When Should Someone with Dementia Go Into a Care Home?
Care nursing homes are expensive, and government programs like Medicaid do not usually pay a patient’s entire dementia or Alzheimer’s disease treatment bill. Dementia and Alzheimer’s disease care homes can be even more expensive than regular nursing homes. However, such Alzheimer’s and dementia care homes can often provide medical services that memory loss patients under family care may not have access to.
A person in the moderate or advanced stage of dementia is typically a prime candidate for a care home. However, some families make the decision much sooner due to the family’s inability to cope with caring for their loved one and their mental health treatment. A care network of medical doctors, behavioral specialists, and licensed nurses can help manage dementia and memory loss, but there is no preventing memory loss once it has set in.
Enrolling the person suffering from cognitive decline in a care nursing home is often the best choice once the person living with dementia or Alzheimer’s disease becomes combative or a danger to himself or others. Therapists and other professionals best handle aggression, paranoia, and intense anger exhibited in those with dementia-like symptoms or Alzheimer’s disease. Many assisted care living facilities also provide family support and counseling for loved ones who suffer from caregiver burnout and grief. The grieving process often begins before a person dies. Some family members may grieve as the dementia patient enters an assisted living facility or memory care residence or begins to require hospice care.
How to Get Respite Care
Hospitals and social workers are among the best professionals to consult regarding respite care for those suffering from memory impairment, dementia, or Alzheimer’s disease. Respite services may even be offered at a reduced cost at local community centers and provide dementia or Alzheimer’s disease caregivers.
Assisted living facilities, community centers, and adult day care providers sometimes offer group respite for those suffering from impairment of memory and aging, or Alzheimer’s and dementia. Group services allow dementia residents to interact with other memory loss residents. Social activities involving music and art are monitored by trained staff at these senior living facilities.

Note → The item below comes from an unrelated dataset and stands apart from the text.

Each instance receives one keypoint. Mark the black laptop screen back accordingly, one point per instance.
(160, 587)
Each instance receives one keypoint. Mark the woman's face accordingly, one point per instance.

Before deciding on which respite care to enroll your loved one in, visit multiple senior care facilities and inquire about the costs of care for dementia disease patients. Figure out how much of those fees would be covered by long-term care insurance. It is also essential to make sure the long-term care facility has insurance and is staffed by people certified or formally trained.
How to Pay for Dementia Care
Health care programs like Medicare and Medicaid do not typically pay all health care costs related to dementia or memory loss. Paying for dementia or Alzheimer’s disease care often involves using money from a variety of sources. Government resources, such as disability insurance, can be combined with Medicaid insurance to cover some costs for Alzheimer’s dementia care. People who have private insurance and employer-paid insurance can use benefits from these sources to help pay their bills.
One little-known source of money to pay for dementia or Alzheimer’s disease care is a local community agency. Such agencies are generally non-profits that can provide some services at free and reduced costs. To get a listing of such continuum of care services in your area, contact a local hospital or social caseworker to inquire.